コルテス大使の日本赴任は今回で2回目。2008年から2012年は次席公使として滞在していた。来日直後にブラジルと縁の深い日本の国会議員からプレゼントしてもらった群馬県のダルマが大変気に入り、コレクションのひとつになっているという。
「片目を塗らずに置いておき、願掛けして叶った時に目を入れるという伝統が大変印象深く、七転び八起きの話や美しい形も含め、すっかり気に入りました。
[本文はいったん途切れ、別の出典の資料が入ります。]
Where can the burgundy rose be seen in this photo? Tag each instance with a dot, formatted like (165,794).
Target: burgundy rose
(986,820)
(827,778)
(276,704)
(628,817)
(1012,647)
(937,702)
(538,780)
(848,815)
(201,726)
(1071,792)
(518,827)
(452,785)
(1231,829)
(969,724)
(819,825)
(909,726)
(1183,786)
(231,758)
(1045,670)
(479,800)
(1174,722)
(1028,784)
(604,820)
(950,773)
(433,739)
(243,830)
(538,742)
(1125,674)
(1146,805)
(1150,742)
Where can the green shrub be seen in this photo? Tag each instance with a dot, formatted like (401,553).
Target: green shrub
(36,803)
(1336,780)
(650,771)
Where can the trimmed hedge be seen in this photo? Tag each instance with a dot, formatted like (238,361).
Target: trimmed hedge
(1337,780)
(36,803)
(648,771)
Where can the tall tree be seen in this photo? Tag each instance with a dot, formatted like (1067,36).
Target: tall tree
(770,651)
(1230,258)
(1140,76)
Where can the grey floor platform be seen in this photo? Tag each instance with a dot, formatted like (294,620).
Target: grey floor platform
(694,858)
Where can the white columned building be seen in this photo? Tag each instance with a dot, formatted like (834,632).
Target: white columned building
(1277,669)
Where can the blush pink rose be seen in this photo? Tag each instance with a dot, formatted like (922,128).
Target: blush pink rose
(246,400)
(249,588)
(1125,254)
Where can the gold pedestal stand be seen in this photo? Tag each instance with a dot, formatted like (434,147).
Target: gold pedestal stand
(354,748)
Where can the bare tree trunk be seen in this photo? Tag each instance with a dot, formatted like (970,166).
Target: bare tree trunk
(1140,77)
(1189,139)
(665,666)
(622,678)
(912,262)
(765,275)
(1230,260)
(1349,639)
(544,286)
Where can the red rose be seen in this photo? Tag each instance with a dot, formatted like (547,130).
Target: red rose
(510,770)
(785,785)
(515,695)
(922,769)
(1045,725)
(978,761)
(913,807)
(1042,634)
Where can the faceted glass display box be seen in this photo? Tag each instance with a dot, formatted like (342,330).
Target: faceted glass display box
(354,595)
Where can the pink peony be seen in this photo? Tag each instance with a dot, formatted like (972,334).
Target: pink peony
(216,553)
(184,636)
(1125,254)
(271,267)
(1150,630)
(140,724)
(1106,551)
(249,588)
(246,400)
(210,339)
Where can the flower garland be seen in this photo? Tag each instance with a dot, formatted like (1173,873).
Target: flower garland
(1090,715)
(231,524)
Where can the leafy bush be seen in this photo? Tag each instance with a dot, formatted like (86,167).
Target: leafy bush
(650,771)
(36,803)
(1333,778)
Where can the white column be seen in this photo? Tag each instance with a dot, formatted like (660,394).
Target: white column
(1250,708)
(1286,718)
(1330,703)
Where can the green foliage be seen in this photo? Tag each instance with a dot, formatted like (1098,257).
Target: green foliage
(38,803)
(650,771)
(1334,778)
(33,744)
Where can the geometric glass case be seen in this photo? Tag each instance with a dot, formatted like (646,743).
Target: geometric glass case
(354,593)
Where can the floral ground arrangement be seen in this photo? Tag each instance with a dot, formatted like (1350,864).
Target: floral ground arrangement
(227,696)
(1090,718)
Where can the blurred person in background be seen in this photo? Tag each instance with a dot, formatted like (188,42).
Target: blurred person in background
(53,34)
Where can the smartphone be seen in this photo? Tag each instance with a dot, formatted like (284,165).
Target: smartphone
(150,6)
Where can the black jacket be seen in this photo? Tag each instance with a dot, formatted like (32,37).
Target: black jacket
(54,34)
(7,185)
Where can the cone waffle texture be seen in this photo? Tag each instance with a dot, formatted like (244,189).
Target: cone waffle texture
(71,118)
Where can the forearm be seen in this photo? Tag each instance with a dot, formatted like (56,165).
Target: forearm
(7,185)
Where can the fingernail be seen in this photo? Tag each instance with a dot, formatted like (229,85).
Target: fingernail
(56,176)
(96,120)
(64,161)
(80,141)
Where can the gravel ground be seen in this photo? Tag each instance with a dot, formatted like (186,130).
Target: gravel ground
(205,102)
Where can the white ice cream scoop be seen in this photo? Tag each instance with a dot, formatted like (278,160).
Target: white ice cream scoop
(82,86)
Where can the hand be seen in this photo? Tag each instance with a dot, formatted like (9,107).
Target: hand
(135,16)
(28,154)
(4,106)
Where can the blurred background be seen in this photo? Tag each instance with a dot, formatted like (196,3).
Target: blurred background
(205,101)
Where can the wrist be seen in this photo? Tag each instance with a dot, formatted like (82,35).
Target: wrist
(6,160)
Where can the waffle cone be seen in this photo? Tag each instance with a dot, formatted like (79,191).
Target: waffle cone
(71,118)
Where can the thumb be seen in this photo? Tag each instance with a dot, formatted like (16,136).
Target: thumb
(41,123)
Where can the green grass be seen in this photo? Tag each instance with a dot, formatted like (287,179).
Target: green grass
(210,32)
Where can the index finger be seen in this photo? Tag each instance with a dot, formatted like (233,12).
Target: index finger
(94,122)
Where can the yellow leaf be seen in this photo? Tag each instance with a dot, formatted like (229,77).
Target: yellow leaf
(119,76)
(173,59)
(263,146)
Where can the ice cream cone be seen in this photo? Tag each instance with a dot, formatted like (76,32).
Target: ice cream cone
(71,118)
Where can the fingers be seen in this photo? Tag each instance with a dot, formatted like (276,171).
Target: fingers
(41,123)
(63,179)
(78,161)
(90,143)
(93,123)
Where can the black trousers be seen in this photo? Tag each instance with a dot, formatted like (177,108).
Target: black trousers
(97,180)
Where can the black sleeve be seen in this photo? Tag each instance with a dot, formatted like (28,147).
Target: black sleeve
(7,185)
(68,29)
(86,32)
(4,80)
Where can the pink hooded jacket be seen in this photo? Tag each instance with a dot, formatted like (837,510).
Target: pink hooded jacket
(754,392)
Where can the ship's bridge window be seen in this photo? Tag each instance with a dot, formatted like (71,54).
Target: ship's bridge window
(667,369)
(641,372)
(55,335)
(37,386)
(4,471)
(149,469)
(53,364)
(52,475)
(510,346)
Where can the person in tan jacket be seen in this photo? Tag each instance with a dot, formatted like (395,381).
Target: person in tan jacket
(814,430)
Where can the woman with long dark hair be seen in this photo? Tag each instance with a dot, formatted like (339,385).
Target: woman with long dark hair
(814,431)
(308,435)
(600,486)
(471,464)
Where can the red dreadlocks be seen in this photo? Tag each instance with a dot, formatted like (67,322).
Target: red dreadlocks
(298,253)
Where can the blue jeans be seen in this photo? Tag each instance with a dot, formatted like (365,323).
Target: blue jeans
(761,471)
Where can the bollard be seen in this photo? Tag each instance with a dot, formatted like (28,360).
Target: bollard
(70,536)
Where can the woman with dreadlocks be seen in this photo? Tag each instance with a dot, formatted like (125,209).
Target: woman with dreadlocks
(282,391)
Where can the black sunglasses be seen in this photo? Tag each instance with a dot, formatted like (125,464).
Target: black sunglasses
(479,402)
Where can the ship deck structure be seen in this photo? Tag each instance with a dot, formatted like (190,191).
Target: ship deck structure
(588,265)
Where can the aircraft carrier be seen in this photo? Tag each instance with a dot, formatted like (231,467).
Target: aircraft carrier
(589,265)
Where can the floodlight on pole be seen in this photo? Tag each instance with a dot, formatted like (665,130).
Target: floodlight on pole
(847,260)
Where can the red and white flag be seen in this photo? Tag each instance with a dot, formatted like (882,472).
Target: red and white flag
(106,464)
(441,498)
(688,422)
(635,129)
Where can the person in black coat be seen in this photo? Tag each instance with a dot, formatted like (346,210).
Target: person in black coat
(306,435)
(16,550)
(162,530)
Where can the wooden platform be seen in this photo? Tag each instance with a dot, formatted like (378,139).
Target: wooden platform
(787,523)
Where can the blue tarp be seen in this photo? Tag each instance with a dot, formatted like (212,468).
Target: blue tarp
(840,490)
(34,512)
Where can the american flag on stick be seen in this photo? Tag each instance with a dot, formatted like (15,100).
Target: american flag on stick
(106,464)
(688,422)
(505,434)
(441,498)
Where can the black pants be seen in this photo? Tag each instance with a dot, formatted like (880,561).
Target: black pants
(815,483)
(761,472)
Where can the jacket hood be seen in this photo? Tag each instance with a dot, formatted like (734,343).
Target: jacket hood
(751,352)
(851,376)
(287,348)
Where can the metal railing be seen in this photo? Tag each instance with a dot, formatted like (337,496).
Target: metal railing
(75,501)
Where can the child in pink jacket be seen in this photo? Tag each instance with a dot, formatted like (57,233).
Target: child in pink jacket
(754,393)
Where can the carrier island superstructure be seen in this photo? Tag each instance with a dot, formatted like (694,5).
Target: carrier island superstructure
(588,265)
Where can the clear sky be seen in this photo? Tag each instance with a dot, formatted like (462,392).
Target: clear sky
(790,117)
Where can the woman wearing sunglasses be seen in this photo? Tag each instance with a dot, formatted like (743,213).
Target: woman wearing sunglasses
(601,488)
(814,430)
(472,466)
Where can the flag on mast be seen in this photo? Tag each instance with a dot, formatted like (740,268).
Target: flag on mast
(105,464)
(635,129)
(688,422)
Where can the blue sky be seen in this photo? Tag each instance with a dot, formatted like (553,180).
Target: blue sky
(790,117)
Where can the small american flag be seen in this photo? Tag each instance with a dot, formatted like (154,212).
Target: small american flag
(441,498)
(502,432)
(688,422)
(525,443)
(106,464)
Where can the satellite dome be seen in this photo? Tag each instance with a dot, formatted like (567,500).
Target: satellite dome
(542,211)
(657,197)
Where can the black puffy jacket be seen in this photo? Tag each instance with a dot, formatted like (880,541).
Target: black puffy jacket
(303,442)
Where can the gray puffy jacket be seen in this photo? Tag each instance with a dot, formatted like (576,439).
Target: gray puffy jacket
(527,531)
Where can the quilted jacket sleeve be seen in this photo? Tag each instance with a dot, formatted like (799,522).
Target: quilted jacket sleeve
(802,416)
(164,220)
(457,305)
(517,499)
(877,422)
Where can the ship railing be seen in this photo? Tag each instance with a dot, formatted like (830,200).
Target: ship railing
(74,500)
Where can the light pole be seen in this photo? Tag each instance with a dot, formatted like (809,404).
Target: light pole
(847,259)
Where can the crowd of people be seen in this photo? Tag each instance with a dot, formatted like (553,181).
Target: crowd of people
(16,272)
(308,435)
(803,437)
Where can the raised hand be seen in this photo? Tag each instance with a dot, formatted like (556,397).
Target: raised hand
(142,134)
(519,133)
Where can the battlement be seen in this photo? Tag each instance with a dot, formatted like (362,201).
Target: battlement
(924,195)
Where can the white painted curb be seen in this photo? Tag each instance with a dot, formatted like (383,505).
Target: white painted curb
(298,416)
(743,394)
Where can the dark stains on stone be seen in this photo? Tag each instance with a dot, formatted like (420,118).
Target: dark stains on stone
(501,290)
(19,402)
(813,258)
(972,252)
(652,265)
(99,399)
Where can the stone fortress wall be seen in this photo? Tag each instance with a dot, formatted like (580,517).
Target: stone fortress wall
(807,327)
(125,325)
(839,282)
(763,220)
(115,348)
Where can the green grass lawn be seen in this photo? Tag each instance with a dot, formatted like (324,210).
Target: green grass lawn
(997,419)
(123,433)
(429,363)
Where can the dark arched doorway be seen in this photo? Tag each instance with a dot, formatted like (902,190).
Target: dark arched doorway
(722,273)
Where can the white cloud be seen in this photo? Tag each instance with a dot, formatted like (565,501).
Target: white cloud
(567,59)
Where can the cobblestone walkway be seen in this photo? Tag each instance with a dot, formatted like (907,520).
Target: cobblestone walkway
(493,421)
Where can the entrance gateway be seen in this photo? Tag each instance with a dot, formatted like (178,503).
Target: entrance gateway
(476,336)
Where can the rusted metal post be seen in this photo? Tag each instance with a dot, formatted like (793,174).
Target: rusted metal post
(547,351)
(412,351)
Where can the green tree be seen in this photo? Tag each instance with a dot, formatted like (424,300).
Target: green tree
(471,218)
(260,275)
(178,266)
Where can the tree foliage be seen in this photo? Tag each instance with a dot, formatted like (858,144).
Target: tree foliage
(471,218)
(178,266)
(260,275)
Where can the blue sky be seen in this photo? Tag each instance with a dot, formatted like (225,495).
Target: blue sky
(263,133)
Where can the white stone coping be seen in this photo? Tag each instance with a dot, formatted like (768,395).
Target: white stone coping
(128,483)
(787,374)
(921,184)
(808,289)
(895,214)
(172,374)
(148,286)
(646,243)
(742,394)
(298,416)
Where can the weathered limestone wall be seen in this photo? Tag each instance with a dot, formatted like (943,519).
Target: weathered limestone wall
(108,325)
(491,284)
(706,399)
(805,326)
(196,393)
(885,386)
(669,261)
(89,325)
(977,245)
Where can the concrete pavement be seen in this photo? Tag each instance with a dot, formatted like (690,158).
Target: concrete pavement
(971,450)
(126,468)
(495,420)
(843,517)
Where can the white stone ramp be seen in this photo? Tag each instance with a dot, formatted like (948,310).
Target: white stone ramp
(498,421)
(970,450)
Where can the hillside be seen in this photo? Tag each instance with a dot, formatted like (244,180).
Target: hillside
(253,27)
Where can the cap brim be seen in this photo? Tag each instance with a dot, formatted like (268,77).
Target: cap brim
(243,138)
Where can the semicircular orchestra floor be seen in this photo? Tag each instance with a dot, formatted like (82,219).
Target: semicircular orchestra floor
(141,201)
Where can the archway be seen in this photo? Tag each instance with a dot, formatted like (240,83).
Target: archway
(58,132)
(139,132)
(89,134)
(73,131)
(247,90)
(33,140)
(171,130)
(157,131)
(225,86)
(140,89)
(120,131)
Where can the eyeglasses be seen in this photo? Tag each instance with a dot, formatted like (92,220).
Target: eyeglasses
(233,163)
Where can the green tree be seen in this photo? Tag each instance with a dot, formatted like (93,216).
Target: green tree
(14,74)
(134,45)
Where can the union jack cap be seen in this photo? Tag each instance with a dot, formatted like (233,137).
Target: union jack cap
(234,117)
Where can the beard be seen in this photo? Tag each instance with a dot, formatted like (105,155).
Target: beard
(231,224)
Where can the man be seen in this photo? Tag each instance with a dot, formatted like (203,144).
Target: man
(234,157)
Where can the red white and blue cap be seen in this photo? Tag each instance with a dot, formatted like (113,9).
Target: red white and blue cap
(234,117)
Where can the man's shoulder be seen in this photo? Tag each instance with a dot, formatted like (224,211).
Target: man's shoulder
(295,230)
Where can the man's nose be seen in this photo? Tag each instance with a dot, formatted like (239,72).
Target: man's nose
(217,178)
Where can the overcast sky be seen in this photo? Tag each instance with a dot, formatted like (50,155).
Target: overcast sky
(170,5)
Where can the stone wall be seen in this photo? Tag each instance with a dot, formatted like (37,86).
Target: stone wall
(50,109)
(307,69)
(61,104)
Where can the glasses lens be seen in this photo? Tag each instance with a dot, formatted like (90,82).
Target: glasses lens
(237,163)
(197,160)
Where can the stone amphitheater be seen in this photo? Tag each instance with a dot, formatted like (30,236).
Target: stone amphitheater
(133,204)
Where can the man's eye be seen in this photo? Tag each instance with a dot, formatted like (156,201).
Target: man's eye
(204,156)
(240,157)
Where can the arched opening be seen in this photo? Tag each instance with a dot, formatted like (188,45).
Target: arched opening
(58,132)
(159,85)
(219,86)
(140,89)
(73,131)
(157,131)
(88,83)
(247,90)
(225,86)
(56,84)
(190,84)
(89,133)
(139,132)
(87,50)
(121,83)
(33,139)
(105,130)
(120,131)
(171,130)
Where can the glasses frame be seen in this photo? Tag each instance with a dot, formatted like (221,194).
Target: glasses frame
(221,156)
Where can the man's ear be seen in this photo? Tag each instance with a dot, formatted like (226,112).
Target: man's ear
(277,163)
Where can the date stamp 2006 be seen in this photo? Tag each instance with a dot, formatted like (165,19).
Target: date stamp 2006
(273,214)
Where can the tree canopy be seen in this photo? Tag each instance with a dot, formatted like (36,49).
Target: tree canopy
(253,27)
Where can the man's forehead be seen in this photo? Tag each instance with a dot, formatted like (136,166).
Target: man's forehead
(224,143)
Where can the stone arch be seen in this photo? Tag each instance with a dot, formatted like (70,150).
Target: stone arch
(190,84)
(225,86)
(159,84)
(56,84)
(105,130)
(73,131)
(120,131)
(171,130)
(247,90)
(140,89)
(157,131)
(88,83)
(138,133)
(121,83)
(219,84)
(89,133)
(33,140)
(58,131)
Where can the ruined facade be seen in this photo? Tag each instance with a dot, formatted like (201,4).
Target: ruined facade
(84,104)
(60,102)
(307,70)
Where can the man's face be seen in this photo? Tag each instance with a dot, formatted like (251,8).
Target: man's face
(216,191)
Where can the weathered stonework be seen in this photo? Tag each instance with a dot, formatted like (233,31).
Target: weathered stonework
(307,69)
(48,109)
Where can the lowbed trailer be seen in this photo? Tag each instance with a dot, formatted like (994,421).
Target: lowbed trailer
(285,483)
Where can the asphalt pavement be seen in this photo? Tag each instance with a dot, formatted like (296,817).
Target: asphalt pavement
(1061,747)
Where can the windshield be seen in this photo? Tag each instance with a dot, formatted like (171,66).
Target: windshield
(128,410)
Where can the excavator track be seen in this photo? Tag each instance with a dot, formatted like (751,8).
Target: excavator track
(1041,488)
ブラジルにも、バイーア州にあるノッソ・セニョール・ド・ボンフィンという教会の発祥で、リボンを手首に巻きそれが切れたら願いが叶うという風習がありますが、願掛けという意味でそれに近いものをすごく感じました。群馬県は日本国内でもブラジル人が多く住んでいるエリアで、その方たちからダルマをプレゼントされることもあります。自分でもダルマを買ってブラジルの親戚や友人にお土産として差し上げたりもしています」。
父親も外交官で会議のために来日したこともあるというコルテス大使。その時に父からお土産でもらった着物も大のお気に入りだ。現在は4枚所有し、部屋着として愛用しているという。日本の磁器も大好きで、特に高価なものではなくても、見て自分が美しいと思ったものを訪問先々で買っている。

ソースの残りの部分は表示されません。